A. Materials and Methods

(110) The test products (P1, P5 or P8) or 5% xylitol (positive control for inhibition of biofilm formation) were applied topically to reconstructed epidermises at a rate of 30 μL/epidermis, after undergoing slight surface abrasion.

(111) After incubation overnight, the products were removed by rinsing and a 2.Math.10.sup.6 cfu inoculum of Staphylococcus aureus (methicillin-resistant S. aureus, MRSA; ATCC 33591) was applied to the surface of the reconstructed epidermises.

(112) Biofilm formation and the effect of the product thereon were observed visually by scanning electron microscopy (SEM) 6 and 24 hours after colonization.

B. Results

(113) As of 6 hours after colonization by S. aureus, planktonic bacteria cover the surface of the epidermises (FIG. 1A) and produce a polysaccharide matrix characteristic of the initiation of biofilm formation (FIG. 1B).

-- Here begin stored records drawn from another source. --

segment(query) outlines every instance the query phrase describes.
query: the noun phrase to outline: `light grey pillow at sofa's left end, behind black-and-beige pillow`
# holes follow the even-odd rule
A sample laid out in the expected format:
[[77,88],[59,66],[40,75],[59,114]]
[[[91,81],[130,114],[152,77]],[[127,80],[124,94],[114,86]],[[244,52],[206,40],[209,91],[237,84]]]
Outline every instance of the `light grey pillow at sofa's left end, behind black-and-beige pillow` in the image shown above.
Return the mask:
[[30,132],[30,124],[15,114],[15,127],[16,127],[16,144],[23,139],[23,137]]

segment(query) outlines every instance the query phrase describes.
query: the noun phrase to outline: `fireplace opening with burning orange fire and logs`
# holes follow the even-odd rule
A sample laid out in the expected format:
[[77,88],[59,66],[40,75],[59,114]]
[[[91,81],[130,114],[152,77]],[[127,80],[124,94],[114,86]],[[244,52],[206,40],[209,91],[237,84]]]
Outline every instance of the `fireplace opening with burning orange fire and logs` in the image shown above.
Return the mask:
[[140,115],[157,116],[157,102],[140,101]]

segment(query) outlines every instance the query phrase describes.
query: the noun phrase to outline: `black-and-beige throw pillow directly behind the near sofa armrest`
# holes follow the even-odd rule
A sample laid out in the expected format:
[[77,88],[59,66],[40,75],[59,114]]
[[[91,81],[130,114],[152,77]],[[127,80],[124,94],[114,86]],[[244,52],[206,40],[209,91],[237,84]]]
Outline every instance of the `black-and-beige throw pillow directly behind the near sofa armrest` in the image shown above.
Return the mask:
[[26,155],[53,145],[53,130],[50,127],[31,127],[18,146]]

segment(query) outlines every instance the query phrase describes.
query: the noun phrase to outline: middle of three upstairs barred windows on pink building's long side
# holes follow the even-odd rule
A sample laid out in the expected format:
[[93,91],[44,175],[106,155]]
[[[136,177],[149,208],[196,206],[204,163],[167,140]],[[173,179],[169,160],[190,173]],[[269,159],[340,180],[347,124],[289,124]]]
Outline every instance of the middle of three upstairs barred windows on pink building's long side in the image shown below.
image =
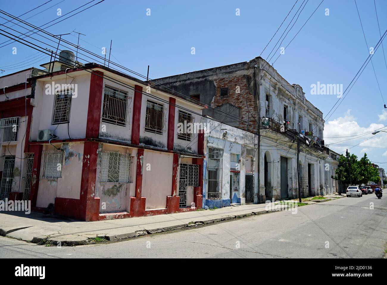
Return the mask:
[[145,131],[162,135],[166,131],[166,108],[163,104],[147,100]]

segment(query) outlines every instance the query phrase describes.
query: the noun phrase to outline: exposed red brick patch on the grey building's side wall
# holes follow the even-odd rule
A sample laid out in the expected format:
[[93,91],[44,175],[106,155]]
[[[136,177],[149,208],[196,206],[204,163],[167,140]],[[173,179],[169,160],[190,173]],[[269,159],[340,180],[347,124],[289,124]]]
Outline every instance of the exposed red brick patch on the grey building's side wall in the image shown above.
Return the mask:
[[[214,83],[216,85],[216,94],[212,99],[211,107],[216,108],[227,103],[239,107],[241,110],[241,122],[239,124],[239,128],[242,130],[256,132],[256,120],[258,120],[257,102],[255,101],[254,95],[247,90],[246,76],[240,75],[217,78],[214,80]],[[240,93],[236,93],[237,86],[240,88]],[[220,97],[220,90],[224,87],[228,87],[228,97]],[[250,87],[253,88],[253,83],[250,84]],[[233,110],[236,111],[236,108]],[[233,112],[232,114],[234,116],[238,116],[237,112]]]

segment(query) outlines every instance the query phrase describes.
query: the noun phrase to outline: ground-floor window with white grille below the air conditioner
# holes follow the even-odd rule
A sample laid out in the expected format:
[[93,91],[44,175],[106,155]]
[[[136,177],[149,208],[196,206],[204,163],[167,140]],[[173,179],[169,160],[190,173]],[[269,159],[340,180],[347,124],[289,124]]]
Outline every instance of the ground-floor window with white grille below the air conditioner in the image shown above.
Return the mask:
[[43,151],[42,152],[42,179],[57,179],[62,177],[63,152]]

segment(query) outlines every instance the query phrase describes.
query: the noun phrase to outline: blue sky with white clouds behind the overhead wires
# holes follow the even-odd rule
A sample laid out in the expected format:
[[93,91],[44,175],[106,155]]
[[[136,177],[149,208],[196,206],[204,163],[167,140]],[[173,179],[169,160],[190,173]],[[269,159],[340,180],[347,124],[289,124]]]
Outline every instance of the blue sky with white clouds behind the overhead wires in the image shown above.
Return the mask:
[[[47,1],[1,0],[1,9],[19,16]],[[63,15],[88,2],[87,0],[61,1],[52,0],[21,18],[26,19],[54,5],[27,20],[40,26],[57,18],[58,8],[62,9]],[[299,0],[296,3],[297,9],[301,2],[302,0]],[[101,48],[109,48],[110,40],[113,40],[112,60],[142,74],[146,74],[149,64],[150,77],[159,78],[253,59],[261,54],[294,3],[295,0],[198,0],[195,2],[105,0],[47,30],[54,34],[63,34],[75,29],[86,34],[81,36],[80,45],[99,54]],[[289,43],[319,3],[320,0],[308,1],[281,46]],[[368,46],[373,47],[380,38],[374,2],[357,0],[357,4]],[[380,30],[383,34],[387,29],[387,17],[385,17],[387,1],[376,0],[376,7]],[[325,16],[327,8],[329,16]],[[146,15],[146,9],[151,9],[151,16]],[[240,16],[235,15],[236,9],[240,9]],[[295,10],[291,12],[290,17],[293,17],[294,12]],[[290,19],[288,18],[284,25],[287,25]],[[1,18],[0,20],[5,22]],[[8,26],[9,24],[7,23]],[[281,27],[262,54],[265,59],[284,27],[286,26]],[[13,28],[22,30],[17,26]],[[74,35],[73,33],[65,36],[65,39],[76,43],[77,38]],[[5,40],[7,38],[0,36],[1,42]],[[17,47],[16,55],[12,54],[12,47]],[[195,47],[194,55],[191,54],[192,47]],[[387,40],[384,41],[384,48],[387,53]],[[33,54],[36,54],[35,50],[19,43],[0,48],[0,69],[5,69],[1,75],[17,71],[17,69],[10,70],[10,67],[7,69],[5,66],[26,60],[26,57],[28,59]],[[278,55],[279,50],[269,62],[274,61]],[[327,114],[337,100],[336,95],[311,95],[310,85],[320,81],[325,84],[343,84],[345,89],[367,56],[368,49],[354,1],[324,0],[295,40],[286,48],[285,54],[275,62],[274,68],[290,83],[301,85],[308,100]],[[33,65],[39,66],[47,61],[48,59],[42,58],[40,62]],[[26,68],[30,62],[25,63],[27,66],[21,64],[17,68]],[[387,103],[385,84],[387,68],[381,47],[373,57],[373,64]],[[340,107],[326,122],[325,142],[334,143],[355,138],[331,145],[332,149],[341,152],[346,147],[370,138],[372,135],[360,138],[356,136],[329,138],[329,136],[364,133],[387,125],[387,112],[384,112],[383,104],[370,63]],[[387,136],[385,135],[387,134],[378,134],[361,143],[361,147],[351,148],[350,152],[358,156],[366,152],[372,161],[387,162]],[[387,164],[380,164],[380,166],[387,166]]]

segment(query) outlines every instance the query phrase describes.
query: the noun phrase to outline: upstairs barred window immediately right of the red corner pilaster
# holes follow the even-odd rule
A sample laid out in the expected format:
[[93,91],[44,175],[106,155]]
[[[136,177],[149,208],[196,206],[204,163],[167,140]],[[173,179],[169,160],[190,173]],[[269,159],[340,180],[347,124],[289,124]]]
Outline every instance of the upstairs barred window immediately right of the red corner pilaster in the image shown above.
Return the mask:
[[[122,90],[105,86],[102,107],[102,121],[105,123],[126,126],[129,123],[132,97]],[[129,102],[128,102],[129,101]]]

(114) The application of product P8 exerts an S. aureus anti-adhesion effect, visualized by the reduced number of bacteria present on the surface of the epidermises (FIG. 1C).

(115) After 24 hours of colonization (FIGS. 2 and 3), the bacteria are observed in numbers on the surface of the epidermises.

(116) Under the control conditions (untreated epidermises), a dense biofilm is seen (arrows; FIGS. 2A and 2B).

(117) In the control epidermises treated with xylitol, the bacteria appear well individualized. Under these conditions, the bacteria did not produce biofilm; this result validates the test (FIG. 3).

(118) In the presence of products P1 (FIG. 3) and P8 (FIGS. 2C and 2D), well individualized bacteria (cocci) are observed on the surface of the epidermises and are not enveloped in an exopolymeric matrix as in the untreated control conditions. These observations suggest that the topical application of products P1 and P8 inhibited the formation of S. aureus biofilm. And, particularly for product P8, an S. aureus anti-adhesion effect is observed (FIGS. 1C, 2C, 2D).

(119) P5, in turn, appears to induce partial inhibition of biofilm formation. Indeed, several areas where the bacteria appear well individualized (absence of biofilm) are observed on the surface of the epidermises, while most of the epidermal surface has bacteria covered with biofilm.

C. Conclusion

(120) This model allows electron microscopy monitoring of the kinetics of S. aureus biofilm formation on the surface of epidermises and comparative evaluation of the efficacy of topical products in limiting this biofilm, a factor of bacterial virulence and pathogenesis.

(121) Via this model it is possible to classify products according to their efficacy in inhibiting S. aureus biofilm: total inhibition, with anti-adhesion effect (e.g. products P1, P8), or partial inhibition (e.g. product P5).